Users will be able to sync temperature data recorded from the Oura Ring into the Natural Cycles app instead of taking their temperature manually each morning. Natural Cycles, which received FDA De Novo clearance in 2018, uses temperature data and menstrual cycle information to determine a user’s fertile window and prevent pregnancy.
The Swedish company also received the regulatory green light last year to use third-party thermometers as a part of its system to determine fertility. The filing specifically mentioned the Oura Ring.
“We have been actively working on delivering a seamless measuring experience for our users and we were thrilled when we received FDA clearance to use the Oura Ring with our algorithm,” Natural Cycles cofounder and CEO Elina Berglund Scherwitzl said in a statement. “We are proud to officially launch this partnership and work alongside a company that is similarly committed to delivering advanced health tools to women at a time when it has never been more important.
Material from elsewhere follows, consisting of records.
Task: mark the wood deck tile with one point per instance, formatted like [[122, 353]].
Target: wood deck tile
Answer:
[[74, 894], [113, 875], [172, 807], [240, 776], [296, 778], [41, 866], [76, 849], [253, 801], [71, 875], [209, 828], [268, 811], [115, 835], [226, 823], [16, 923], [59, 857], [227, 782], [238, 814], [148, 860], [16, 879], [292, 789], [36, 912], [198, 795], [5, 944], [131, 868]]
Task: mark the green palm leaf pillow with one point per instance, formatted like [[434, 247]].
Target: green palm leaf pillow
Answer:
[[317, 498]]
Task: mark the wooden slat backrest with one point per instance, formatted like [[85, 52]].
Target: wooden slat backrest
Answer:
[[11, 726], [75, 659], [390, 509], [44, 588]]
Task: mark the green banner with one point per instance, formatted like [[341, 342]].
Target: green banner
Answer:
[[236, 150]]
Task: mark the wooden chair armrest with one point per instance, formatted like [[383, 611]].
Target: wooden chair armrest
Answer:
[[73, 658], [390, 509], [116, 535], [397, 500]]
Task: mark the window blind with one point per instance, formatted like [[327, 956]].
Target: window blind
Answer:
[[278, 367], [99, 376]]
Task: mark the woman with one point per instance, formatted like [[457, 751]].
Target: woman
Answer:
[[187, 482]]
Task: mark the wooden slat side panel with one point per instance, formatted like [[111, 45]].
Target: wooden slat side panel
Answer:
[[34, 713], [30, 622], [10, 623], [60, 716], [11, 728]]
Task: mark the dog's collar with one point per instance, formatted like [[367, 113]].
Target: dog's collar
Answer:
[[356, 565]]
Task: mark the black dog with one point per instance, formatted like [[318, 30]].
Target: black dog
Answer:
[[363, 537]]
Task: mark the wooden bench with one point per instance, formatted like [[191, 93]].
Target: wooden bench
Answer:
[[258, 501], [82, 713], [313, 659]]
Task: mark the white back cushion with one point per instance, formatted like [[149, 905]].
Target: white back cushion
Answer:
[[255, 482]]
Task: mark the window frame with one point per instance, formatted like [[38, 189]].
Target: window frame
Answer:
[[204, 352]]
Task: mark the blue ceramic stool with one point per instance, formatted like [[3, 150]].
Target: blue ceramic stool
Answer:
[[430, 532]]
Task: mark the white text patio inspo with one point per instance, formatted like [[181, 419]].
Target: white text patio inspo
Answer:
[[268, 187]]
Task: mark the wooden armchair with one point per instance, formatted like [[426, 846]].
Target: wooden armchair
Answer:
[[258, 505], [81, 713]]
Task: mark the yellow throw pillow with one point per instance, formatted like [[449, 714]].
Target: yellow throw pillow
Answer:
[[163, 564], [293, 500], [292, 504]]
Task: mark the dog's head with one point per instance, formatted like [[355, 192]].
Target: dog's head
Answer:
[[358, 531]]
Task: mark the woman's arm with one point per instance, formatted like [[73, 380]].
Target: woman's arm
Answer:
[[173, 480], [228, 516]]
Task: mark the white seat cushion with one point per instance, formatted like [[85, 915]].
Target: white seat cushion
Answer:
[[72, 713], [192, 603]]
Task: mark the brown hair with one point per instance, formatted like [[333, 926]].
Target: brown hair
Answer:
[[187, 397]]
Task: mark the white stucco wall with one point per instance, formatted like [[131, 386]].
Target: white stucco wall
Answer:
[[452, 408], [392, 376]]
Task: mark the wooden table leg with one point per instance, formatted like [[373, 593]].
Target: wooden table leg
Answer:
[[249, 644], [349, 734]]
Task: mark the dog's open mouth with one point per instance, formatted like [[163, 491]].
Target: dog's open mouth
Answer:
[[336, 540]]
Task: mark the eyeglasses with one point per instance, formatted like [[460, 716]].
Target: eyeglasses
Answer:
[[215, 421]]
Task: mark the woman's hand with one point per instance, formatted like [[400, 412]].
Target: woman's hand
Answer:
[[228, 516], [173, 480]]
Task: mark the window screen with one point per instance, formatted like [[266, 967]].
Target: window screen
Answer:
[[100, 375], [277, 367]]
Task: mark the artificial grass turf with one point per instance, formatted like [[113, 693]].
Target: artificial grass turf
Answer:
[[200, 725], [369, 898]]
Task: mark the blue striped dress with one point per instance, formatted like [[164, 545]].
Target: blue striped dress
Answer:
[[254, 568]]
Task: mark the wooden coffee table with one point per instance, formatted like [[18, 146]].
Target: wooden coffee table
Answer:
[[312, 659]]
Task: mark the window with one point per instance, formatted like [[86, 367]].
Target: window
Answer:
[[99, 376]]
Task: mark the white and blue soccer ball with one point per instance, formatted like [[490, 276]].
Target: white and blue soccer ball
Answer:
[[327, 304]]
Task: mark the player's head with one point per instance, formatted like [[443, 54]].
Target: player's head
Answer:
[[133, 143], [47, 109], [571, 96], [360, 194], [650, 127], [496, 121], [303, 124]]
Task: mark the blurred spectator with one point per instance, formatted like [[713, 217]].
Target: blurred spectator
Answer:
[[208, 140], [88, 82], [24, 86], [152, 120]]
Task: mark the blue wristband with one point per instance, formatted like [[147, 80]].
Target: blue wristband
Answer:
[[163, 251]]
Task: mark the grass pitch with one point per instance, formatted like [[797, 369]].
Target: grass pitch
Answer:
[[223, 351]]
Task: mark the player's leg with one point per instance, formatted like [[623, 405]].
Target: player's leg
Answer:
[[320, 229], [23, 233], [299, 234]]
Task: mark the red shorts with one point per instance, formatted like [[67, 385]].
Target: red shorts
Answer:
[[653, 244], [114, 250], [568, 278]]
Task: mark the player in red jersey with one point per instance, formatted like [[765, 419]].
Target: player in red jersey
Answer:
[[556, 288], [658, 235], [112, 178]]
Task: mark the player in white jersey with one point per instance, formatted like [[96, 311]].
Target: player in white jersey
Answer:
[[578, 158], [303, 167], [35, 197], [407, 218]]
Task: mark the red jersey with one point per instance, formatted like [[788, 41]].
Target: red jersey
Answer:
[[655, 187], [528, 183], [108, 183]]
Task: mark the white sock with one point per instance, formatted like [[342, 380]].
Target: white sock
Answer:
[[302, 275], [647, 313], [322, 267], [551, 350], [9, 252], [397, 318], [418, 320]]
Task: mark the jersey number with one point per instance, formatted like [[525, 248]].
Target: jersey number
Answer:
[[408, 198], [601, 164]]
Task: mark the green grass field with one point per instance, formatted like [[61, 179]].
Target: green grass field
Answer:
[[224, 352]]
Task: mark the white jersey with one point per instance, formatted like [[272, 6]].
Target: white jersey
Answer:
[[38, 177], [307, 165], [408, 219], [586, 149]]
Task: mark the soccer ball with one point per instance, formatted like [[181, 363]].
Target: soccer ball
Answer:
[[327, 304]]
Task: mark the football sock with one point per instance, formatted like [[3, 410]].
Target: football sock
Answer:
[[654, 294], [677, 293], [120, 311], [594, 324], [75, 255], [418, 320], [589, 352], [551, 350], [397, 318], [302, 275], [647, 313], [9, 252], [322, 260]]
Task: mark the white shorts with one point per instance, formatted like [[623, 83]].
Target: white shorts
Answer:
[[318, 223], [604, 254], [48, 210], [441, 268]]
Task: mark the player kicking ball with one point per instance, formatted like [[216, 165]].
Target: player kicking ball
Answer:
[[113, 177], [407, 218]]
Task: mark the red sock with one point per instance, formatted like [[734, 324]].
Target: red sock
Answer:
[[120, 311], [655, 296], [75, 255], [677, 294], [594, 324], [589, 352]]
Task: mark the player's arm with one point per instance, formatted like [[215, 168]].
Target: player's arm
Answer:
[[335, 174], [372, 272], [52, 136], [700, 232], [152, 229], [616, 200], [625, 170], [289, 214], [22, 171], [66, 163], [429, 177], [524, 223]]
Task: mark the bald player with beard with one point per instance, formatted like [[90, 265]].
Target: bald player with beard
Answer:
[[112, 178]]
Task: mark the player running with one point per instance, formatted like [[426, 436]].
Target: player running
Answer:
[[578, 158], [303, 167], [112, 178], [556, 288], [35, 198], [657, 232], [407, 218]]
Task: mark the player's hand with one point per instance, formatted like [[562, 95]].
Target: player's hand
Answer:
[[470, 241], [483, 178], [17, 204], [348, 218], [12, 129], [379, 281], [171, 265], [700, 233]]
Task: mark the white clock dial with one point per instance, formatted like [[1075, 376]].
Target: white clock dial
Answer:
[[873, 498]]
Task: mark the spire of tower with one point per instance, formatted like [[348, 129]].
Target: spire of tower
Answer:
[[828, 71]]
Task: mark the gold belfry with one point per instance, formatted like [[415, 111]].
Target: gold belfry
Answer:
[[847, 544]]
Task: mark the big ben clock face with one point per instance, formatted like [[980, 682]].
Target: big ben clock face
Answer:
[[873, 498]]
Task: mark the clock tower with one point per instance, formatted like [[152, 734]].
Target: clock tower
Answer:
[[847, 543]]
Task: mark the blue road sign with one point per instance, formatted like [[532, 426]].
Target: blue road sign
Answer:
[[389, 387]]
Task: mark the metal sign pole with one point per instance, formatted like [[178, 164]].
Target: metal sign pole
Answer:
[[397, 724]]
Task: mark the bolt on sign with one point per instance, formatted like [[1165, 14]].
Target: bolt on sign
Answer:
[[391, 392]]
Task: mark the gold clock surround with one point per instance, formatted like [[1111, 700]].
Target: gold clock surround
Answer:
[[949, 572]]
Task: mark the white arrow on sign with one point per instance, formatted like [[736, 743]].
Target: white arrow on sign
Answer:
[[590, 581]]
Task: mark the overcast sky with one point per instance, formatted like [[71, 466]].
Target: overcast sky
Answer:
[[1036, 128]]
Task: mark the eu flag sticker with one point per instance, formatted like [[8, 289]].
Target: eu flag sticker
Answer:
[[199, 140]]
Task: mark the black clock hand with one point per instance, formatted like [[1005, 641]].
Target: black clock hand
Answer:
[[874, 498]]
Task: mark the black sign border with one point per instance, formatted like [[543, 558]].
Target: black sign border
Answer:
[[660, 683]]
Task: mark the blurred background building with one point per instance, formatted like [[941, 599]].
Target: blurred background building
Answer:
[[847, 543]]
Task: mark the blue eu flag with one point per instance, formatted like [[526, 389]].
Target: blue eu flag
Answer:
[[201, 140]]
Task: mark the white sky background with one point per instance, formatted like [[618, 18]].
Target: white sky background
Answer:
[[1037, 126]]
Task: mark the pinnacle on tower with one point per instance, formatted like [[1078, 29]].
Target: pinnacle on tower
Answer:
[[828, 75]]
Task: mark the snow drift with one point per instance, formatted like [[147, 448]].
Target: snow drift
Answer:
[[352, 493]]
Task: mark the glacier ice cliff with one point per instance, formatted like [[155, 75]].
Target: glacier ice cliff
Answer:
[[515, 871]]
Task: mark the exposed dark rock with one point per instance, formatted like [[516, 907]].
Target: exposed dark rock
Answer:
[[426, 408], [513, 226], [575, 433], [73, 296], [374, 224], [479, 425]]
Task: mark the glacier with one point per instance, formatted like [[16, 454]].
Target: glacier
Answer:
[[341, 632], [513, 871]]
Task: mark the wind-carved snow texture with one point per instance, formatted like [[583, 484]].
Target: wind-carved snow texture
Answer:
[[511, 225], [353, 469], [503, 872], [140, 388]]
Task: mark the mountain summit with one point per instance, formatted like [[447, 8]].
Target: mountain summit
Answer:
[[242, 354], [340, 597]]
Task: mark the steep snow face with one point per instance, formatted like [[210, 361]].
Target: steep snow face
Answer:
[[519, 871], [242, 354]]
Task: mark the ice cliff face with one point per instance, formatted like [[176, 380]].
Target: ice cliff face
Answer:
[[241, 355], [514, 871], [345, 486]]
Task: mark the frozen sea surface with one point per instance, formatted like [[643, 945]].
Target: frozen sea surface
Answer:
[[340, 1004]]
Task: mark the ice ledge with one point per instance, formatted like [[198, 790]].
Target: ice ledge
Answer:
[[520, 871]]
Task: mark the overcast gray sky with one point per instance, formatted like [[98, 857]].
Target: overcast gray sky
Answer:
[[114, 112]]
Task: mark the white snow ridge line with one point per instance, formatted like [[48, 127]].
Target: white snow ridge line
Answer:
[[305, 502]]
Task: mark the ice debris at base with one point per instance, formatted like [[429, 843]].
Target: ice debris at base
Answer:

With the help of Oura data, Natural Cycles is powering the future of birth control.”
THE LARGER TREND
Berglund Scherwitzl, a former particle physicist, founded Natural Cycles with her husband in 2013. The app received a European CE mark in 2017.
However, the company hit a few snags shortly after its European certification. In 2018, the U.K.’s Advertising Standards Authority found a Facebook ad that described Natural Cycles as a “highly accurate contraceptive app” and a “clinically tested alternative to birth control methods” was misleading after the agency received complaints. Natural Cycles said it removed the ad after it ran for about four weeks, and it respected the ASA’s decision.
It also faced an investigation by the Swedish Medical Products Agency after a Stockholm hospital found 37 out of 668 patients seeking an abortion during September and December 2017 had been using the app for birth control. The agency later determined the rate of unplanned pregnancies is in line with the product’s reported effectiveness.
Meanwhile, Oura launched the latest version of its wearable, the Oura Ring Generation 3, in October. Though the company didn’t release details, it raised an “oversubscribed” funding round earlier this year that bumped its valuation to $2.55 billion. Oura had previously scored $100 million in Series C financing in May 2021.
Clue also offers a birth control app, which received FDA 510(k) clearance last year. Unlike Natural Cycles’ app, it only uses period start dates to determine fertility.